Posted on 5/22/17 at 1:28 pm to
Posted by WhiskeyPapa
Member since Aug 2016
9277 posts
Posted on 5/22/17 at 1:28 pm to
quote:

Did Lee know that he had to act quickly or lose the whole thing?

Lee couldn't win a war of attrition with the resources at his disposal. He likely thought he needed to completely destroy the Army of the Potomac. Confederate tactics were extremely aggressive for that reason, from all I've read.


He had no reasonable chance of a successful outcome on 7/3/63. Longstreet told him that.

According to one observer the morning of July 3 the only person General Longstreet wanted to fight was General Lee.

Even after Pickett's charge, the AoftP had two unengaged Corps. Lee was not a very good general. He just was not.
This post was edited on 5/22/17 at 1:29 pm
Posted by Crowknowsbest
Member since May 2012
25887 posts
Posted on 5/22/17 at 1:33 pm to
quote:

He had no reasonable chance of a successful outcome on 7/3/63. Longstreet told him that.

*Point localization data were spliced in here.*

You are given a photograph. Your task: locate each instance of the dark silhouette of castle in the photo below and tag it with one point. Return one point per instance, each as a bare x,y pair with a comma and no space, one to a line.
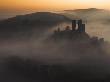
81,26
77,26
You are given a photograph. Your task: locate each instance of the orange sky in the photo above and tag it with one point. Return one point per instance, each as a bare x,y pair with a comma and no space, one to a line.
44,5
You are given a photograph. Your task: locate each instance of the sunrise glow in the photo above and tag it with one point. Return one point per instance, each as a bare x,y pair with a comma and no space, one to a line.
52,4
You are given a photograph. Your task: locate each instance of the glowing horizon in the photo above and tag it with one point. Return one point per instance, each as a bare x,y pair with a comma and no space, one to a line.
45,5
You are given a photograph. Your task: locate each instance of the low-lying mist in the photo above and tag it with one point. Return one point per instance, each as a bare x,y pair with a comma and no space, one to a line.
43,59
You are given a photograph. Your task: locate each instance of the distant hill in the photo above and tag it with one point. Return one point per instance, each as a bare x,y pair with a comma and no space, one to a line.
90,14
24,24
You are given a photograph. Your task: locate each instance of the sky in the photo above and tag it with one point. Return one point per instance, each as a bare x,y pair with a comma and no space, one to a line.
43,5
10,7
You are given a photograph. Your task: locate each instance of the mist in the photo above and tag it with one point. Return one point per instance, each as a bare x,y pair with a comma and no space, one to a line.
29,59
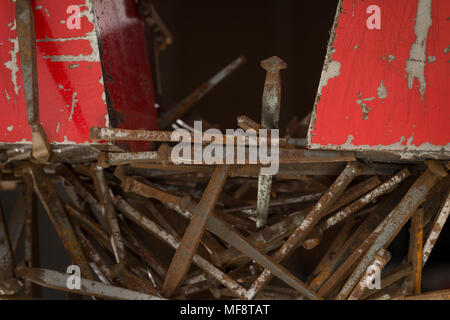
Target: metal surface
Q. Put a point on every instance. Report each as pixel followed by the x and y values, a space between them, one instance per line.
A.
pixel 385 88
pixel 94 75
pixel 191 239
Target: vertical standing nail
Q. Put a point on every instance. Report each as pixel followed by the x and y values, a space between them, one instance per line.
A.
pixel 31 245
pixel 412 284
pixel 381 258
pixel 316 213
pixel 270 116
pixel 104 195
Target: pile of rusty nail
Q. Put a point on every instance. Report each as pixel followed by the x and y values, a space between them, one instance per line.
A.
pixel 227 229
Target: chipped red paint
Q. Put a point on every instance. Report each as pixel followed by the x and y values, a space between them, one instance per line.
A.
pixel 397 119
pixel 71 79
pixel 126 64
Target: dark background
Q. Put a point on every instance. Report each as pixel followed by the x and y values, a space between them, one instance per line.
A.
pixel 207 36
pixel 210 34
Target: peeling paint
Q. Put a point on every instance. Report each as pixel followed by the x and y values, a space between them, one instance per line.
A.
pixel 415 65
pixel 382 91
pixel 364 108
pixel 332 70
pixel 12 64
pixel 74 101
pixel 90 36
pixel 389 58
pixel 424 149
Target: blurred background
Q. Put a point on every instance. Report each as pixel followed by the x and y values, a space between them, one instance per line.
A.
pixel 208 35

According to one observer the morning of July 3 the only person General Longstreet wanted to fight was General Lee.

Even after Pickett's charge, the AoftP had two unengaged Corps. Lee was not a very good general. He just was not.

He fricked that up. Maybe the biggest consequence of the death of Stonewall Jackson was that Lee didn't have anybody else around him in the immediate aftermath that he respected enough to alter his opinion.

He didn't frick up a lot of other battles. Chancellorsville was brilliant, for example.